Bert Rürup, Präsident des Handelsblatt Research Institute, beleuchtet im Interview mit AssCompact die wirtschaftlichen Konsequenzen des Urteils zum Klimafonds. Er erörtert, wie diese Entscheidung das Wachstum Deutschlands beeinflussen und ob die finanzielle Stabilisierung der Altersvorsorge darunter leiden wird.

Ein Interview mit Prof. Dr. Dr. h.c. Bert Rürup, Präsident des Handelsblatt Research Institute
Herr Rürup, was die Wirtschaft gar nicht mag, ist Unsicherheit. Wie groß ist die Verunsicherung in der Wirtschaft angesichts der Verfassungswidrigkeit des Klimafonds, womit Klimaschutzvorhaben finanziert werden sollten?

Wirtschaftsminister Robert Habeck erwartet als Folge der Nichtverfügbarkeit der Gelder aus dem Klimatransformationsfonds (KTF) im nächsten Jahr einen Wachstumsverlust von um die 0,5 Prozentpunkte. Nun kann man sicher darüber streiten, ob die direkten gesamtwirtschaftlichen Folgen des Urteils so groß sind – oder ob Habeck bereits bei seiner Prognose zu viel Optimismus an den Tag gelegt hat und nun einen Weg sucht, gesichtswahrend zurückrudern zu können.
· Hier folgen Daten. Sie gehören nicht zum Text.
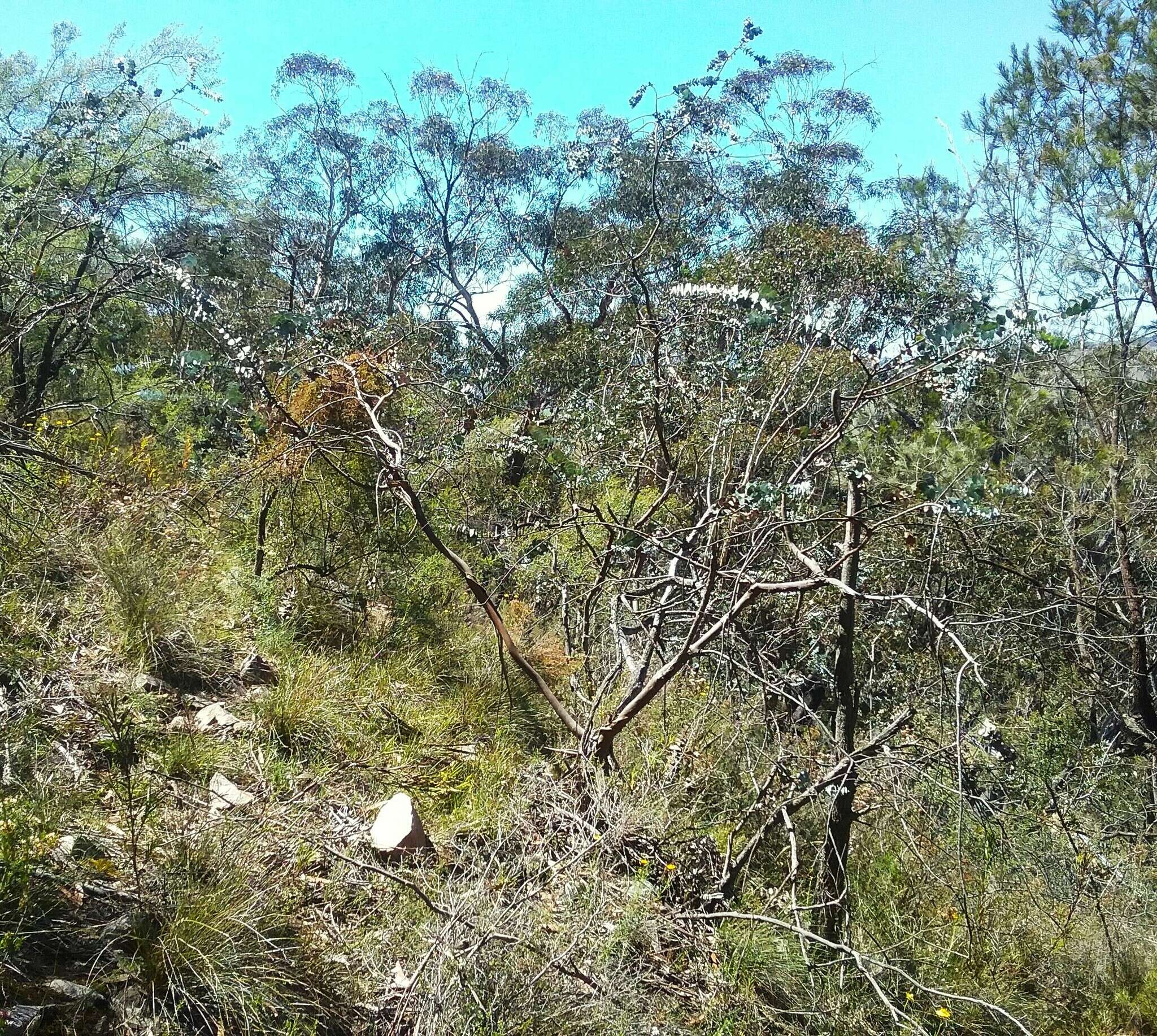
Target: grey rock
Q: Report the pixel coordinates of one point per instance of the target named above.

Ich gehe davon aus, dass unter Berücksichtigung aller vorliegenden Konjunkturdaten gesamtwirtschaftlich eher eine schwarze Null eine realistische Konjunkturprognose für das nächste Jahr wäre.

Der Wirtschaftsmotor stottert bereits, für dieses Jahr ist hierzulande mit einer Rezession zu rechnen. Kann man abschätzen, was das fehlende Geld zusätzlich an Wirtschaftswachstum kosten wird?

Insgesamt stehen um die 60 Mrd. Euro zur Disposition, verteilt auf vier Jahre. Insgesamt entspricht dieser Betrag etwa 1,5% des Bruttoinlandsprodukts. Nun gibt es zahlreiche Untersuchungen über den Multiplikatoreffekt von Staatsausgaben, von denen die meisten von einem Wert von kleiner eins ausgehen. Insofern dürften die gesamtwirtschaftlichen Folgen zwar merklich, aber durchaus überschaubar bleiben. Nicht das Bundesverfassungsgericht ist schuld an der Wachstumsmisere, sondern das nachgerade sträfliche Fehlen von Wachstumspolitik in den beiden zurückliegenden Legislaturperioden.

Welche kurzfristigen Folgen hat dieses Urteil für die Attraktivität des Wirtschaftsstandorts Deutschland? Gehen Mitbewerber im globalen Wettbewerb wie die USA oder China durch das Urteil nun gestärkt hervor?

Die in hohem Maße exportabhängige deutsche Industrie steckt in einer Energiepreisfalle, da die Belastung durch gestiegene Energiekosten zu einem veritablen Hemmschuh der deutschen Unternehmen im internationalen Wettbewerb geworden ist. Die Folge wird ein Rückgang der Produktion sein. Nach Lage der Dinge wird das Versprechen der Bundesregierung, teures, klimaschädliches Erdgas durch preisgünstigeren grünen Strom zu ersetzen, auf Jahre, vielleicht sogar Jahrzehnte, nicht erfüllbar sein.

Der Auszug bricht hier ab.